Andante
Pedaleaba en un día caluroso de verano cuando entré en un pequeño pueblo rural sin grandes construcciones. Vi al costado de la ruta una casa violeta con una antena parabólica, una auténtica reliquia de un pasado reciente. Recordaba que, a principios de los noventa del siglo XX, tener una antena parabólica era un signo ineludible de riqueza. En el porche estaba un hombre sentado con un perro a su lado. Aprovechando el momento de distracción, decidí descender de la bicicleta y arrimarla al alambrado. Lo saludé a la distancia y el hombre se acercó, siempre acompañado por su perro.
Me presenté y le pedí un poco de agua para rellenar mi cantimplora y un vaso para beber en el momento. Me pidió que esperara y, al regresar, me dio una botella recién sacada del congelador. Luego miró en ambas direcciones y extendió el puño hacia mí, que aún no comprendía el gesto. Acerqué la palma y dejó caer un billete de doscientos pesos. Agradecí el gesto, pero me rehusé a aceptarlo. Insistió, alegando que siempre lo visitaban caminantes de todo tipo y él sabía lo difícil que era, por lo que no debía sentir vergüenza.
Le expliqué que recorría la campaña tomando fotos y contando historias, pero no había forma de persuadirlo. Saqué mi cámara fotográfica de la mochila y le mostré algunas fotos, logrando finalmente que me creyera.

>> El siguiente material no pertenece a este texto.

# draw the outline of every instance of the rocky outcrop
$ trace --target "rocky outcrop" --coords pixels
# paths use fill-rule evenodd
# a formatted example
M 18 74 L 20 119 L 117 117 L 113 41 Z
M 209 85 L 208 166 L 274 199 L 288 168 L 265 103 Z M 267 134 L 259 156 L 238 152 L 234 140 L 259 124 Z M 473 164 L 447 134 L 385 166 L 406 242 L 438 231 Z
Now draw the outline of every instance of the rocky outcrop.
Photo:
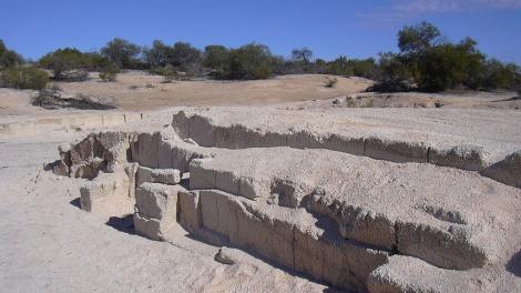
M 521 190 L 498 182 L 518 184 L 519 155 L 490 165 L 492 155 L 472 146 L 435 151 L 185 118 L 174 118 L 173 134 L 91 134 L 62 145 L 48 169 L 86 179 L 85 211 L 133 212 L 140 235 L 170 241 L 180 224 L 338 289 L 493 292 L 503 281 L 507 292 L 521 287 L 504 272 L 519 251 Z M 427 163 L 433 158 L 438 165 Z M 459 166 L 441 166 L 450 164 Z

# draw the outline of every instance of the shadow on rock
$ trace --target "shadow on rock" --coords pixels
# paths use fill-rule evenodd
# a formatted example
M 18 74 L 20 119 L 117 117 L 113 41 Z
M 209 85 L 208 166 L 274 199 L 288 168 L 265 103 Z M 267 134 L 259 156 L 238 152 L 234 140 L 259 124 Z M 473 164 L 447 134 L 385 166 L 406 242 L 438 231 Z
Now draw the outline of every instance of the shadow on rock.
M 518 251 L 507 264 L 507 271 L 521 277 L 521 251 Z
M 134 230 L 134 219 L 133 214 L 124 215 L 124 216 L 111 216 L 109 221 L 105 223 L 108 226 L 112 226 L 113 229 L 129 233 L 135 234 Z
M 70 201 L 69 203 L 76 206 L 78 209 L 81 209 L 80 198 Z

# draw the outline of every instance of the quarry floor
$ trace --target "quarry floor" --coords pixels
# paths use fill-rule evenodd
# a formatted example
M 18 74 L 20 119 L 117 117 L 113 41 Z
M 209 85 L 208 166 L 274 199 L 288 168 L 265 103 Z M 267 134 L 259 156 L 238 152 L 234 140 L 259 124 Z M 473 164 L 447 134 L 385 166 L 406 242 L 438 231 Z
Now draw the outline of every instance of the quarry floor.
M 151 124 L 163 127 L 165 121 L 170 122 L 170 112 L 155 110 L 178 104 L 277 103 L 275 107 L 278 109 L 318 109 L 327 113 L 335 108 L 333 103 L 335 97 L 345 97 L 362 88 L 361 81 L 354 85 L 346 79 L 340 80 L 337 90 L 327 90 L 321 87 L 323 77 L 299 77 L 299 79 L 304 80 L 299 81 L 303 83 L 292 83 L 294 80 L 288 82 L 283 79 L 262 84 L 256 82 L 210 84 L 208 81 L 162 84 L 159 77 L 131 72 L 122 75 L 114 89 L 108 89 L 110 87 L 95 80 L 61 84 L 61 87 L 69 92 L 89 92 L 93 95 L 108 97 L 122 110 L 145 111 L 143 112 L 145 117 L 155 117 L 147 121 L 147 127 Z M 146 89 L 147 83 L 153 83 L 155 88 Z M 307 85 L 300 87 L 304 83 Z M 131 85 L 140 88 L 129 90 Z M 198 92 L 193 91 L 194 85 L 200 88 Z M 168 89 L 174 93 L 177 91 L 178 94 L 174 95 L 174 99 L 167 99 L 172 93 Z M 122 92 L 124 94 L 120 94 Z M 232 92 L 233 94 L 226 99 L 213 100 L 217 95 L 223 97 Z M 246 98 L 244 98 L 245 92 L 248 92 Z M 214 260 L 218 246 L 193 239 L 181 228 L 173 231 L 176 236 L 172 239 L 175 241 L 155 242 L 133 233 L 132 216 L 85 213 L 79 208 L 78 200 L 81 180 L 55 176 L 51 172 L 44 172 L 42 166 L 58 159 L 59 144 L 81 140 L 91 131 L 118 124 L 118 122 L 106 123 L 108 120 L 101 119 L 102 115 L 120 115 L 126 112 L 45 111 L 29 104 L 31 94 L 33 92 L 0 89 L 0 97 L 6 98 L 0 101 L 0 123 L 25 123 L 17 135 L 0 132 L 2 292 L 336 292 L 331 287 L 277 269 L 242 251 L 231 252 L 239 260 L 236 264 L 218 263 Z M 519 113 L 514 108 L 520 101 L 509 100 L 509 93 L 483 94 L 471 102 L 468 102 L 471 98 L 464 95 L 458 95 L 452 100 L 450 97 L 445 99 L 456 103 L 450 108 L 489 109 L 498 105 L 497 108 L 511 109 L 480 110 L 487 111 L 488 114 L 482 119 L 491 125 L 482 131 L 489 132 L 489 137 L 493 140 L 494 129 L 504 128 L 503 114 L 515 117 Z M 407 105 L 413 107 L 418 99 L 409 98 L 405 95 L 400 103 L 408 101 Z M 439 99 L 425 95 L 420 98 L 426 103 Z M 340 102 L 340 107 L 343 104 L 344 102 Z M 386 117 L 385 110 L 379 111 L 378 123 L 381 125 L 389 123 L 385 128 L 392 132 L 394 128 L 409 128 L 411 119 L 402 118 L 407 118 L 407 111 L 418 110 L 396 111 L 389 117 Z M 459 110 L 451 111 L 458 117 Z M 412 117 L 421 119 L 419 113 L 415 112 Z M 141 114 L 142 112 L 132 113 L 134 117 Z M 71 117 L 86 118 L 71 122 L 68 120 Z M 55 122 L 57 118 L 64 119 Z M 370 115 L 357 112 L 357 118 L 370 119 Z M 32 127 L 41 124 L 42 119 L 53 120 L 50 123 L 52 127 L 41 129 Z M 466 124 L 470 125 L 468 129 L 472 129 L 472 118 L 469 119 Z M 102 121 L 99 125 L 95 122 L 98 120 Z M 464 115 L 440 121 L 441 124 L 447 123 L 448 128 L 458 128 L 454 121 L 460 120 L 464 121 Z M 408 121 L 406 125 L 403 121 Z M 31 125 L 27 127 L 27 123 Z M 518 129 L 521 129 L 521 121 L 518 123 L 520 125 Z M 493 127 L 496 124 L 498 128 Z M 464 129 L 461 132 L 464 132 Z M 480 130 L 474 132 L 479 133 Z M 514 270 L 521 272 L 521 266 L 515 266 Z
M 81 133 L 0 140 L 0 285 L 2 292 L 335 292 L 241 251 L 133 234 L 132 216 L 80 210 L 78 180 L 42 171 L 57 146 Z

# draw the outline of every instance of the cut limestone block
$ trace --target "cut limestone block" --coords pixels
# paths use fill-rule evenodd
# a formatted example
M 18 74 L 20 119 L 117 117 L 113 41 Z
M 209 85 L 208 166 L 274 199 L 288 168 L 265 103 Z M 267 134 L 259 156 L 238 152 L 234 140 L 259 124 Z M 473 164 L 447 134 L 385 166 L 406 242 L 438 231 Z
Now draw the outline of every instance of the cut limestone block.
M 135 190 L 135 209 L 140 214 L 157 220 L 176 220 L 177 193 L 181 185 L 143 183 Z
M 163 141 L 161 132 L 140 133 L 131 143 L 132 160 L 143 166 L 157 168 L 161 141 Z
M 206 231 L 340 289 L 364 290 L 369 273 L 387 262 L 387 252 L 339 238 L 334 222 L 305 209 L 263 204 L 215 190 L 200 191 L 198 205 Z
M 133 201 L 129 198 L 129 178 L 123 171 L 100 173 L 80 188 L 81 209 L 95 213 L 131 213 Z
M 390 141 L 380 138 L 367 138 L 365 155 L 391 162 L 427 163 L 428 148 L 423 143 Z
M 135 231 L 152 240 L 163 240 L 177 220 L 177 195 L 181 185 L 143 183 L 135 191 Z
M 521 209 L 520 190 L 476 172 L 326 150 L 221 152 L 194 160 L 190 183 L 303 206 L 336 221 L 345 239 L 456 270 L 496 263 Z M 202 213 L 205 223 L 212 211 L 203 204 Z M 216 222 L 207 222 L 216 229 Z
M 394 255 L 389 263 L 375 270 L 367 280 L 370 293 L 474 293 L 474 292 L 519 292 L 521 283 L 515 276 L 497 275 L 483 270 L 451 271 L 430 265 L 421 260 Z M 494 277 L 491 277 L 496 275 Z M 505 291 L 497 283 L 510 283 Z
M 144 238 L 163 241 L 165 233 L 172 228 L 174 222 L 161 221 L 154 218 L 134 213 L 135 232 Z
M 504 184 L 521 188 L 521 151 L 507 155 L 481 173 Z
M 177 198 L 177 218 L 180 224 L 188 232 L 197 232 L 202 228 L 198 191 L 181 191 Z
M 470 171 L 481 171 L 491 164 L 491 154 L 483 148 L 460 144 L 453 148 L 431 146 L 429 163 Z
M 181 172 L 175 169 L 150 169 L 140 165 L 136 172 L 136 186 L 144 182 L 175 185 L 181 182 Z

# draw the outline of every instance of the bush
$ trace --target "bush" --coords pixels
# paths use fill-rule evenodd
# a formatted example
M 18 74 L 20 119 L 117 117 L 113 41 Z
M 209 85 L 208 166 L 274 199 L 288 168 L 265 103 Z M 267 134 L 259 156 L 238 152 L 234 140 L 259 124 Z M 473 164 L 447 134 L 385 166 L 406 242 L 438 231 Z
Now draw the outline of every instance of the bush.
M 327 77 L 326 80 L 324 81 L 324 87 L 326 88 L 329 88 L 329 89 L 333 89 L 337 85 L 338 83 L 338 79 L 337 78 L 330 78 L 330 77 Z
M 40 65 L 53 71 L 53 79 L 81 81 L 86 79 L 83 72 L 92 64 L 89 54 L 74 48 L 58 49 L 40 59 Z
M 49 74 L 35 67 L 14 67 L 6 69 L 0 81 L 8 88 L 42 90 L 49 82 Z
M 141 47 L 126 40 L 114 38 L 101 49 L 101 54 L 118 68 L 139 69 Z
M 212 44 L 204 49 L 203 65 L 214 70 L 214 74 L 219 75 L 226 70 L 229 59 L 229 50 L 224 46 Z
M 23 63 L 23 59 L 17 52 L 8 50 L 0 40 L 0 69 L 11 68 Z
M 172 61 L 172 47 L 155 40 L 152 48 L 143 50 L 143 55 L 149 68 L 163 68 Z
M 116 80 L 118 72 L 119 71 L 116 69 L 108 68 L 108 69 L 103 69 L 102 71 L 100 71 L 98 75 L 100 77 L 102 81 L 113 82 Z
M 251 43 L 231 50 L 223 78 L 256 80 L 272 77 L 275 58 L 266 46 Z
M 402 80 L 382 80 L 367 88 L 366 92 L 406 92 L 410 91 L 409 84 Z
M 163 75 L 163 82 L 165 83 L 170 83 L 174 79 L 178 78 L 177 71 L 175 71 L 174 67 L 170 64 L 163 68 L 162 75 Z
M 109 110 L 115 109 L 111 103 L 103 100 L 94 100 L 93 98 L 79 93 L 75 98 L 63 98 L 59 90 L 41 90 L 37 95 L 31 98 L 31 104 L 44 109 L 63 109 L 73 108 L 82 110 Z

Mientras bebía el agua, me comentó que antes se veían más caminantes y también recibían más colaboración de la gente, especialmente en las estancias donde pedían para dormir. Lamentablemente, en los últimos tiempos, mucha gente que pedía un lugar para quedarse o comer robaba pertenencias o se aprovechaba de la generosidad de quienes ofrecían ayuda. Esto había mantenido alerta a las personas. Aquello me hizo pensar en que en las grandes ciudades, por lo general, antes de saludar ya se está desconfiando de las intenciones ajenas.
El hombre creía que los valores de la sociedad habían cambiado mucho, y las noticias feas frenceuntes en los medios de comunicación no contribuían a que las personas abrieran sus puertas. Sin embargo, él seguía creyendo en la humanidad y en la gente de bien.
Antes de irme, me comentó que si me quedaba unos días en el pueblo no dudara en acercarme para pedirle lo que necesitara.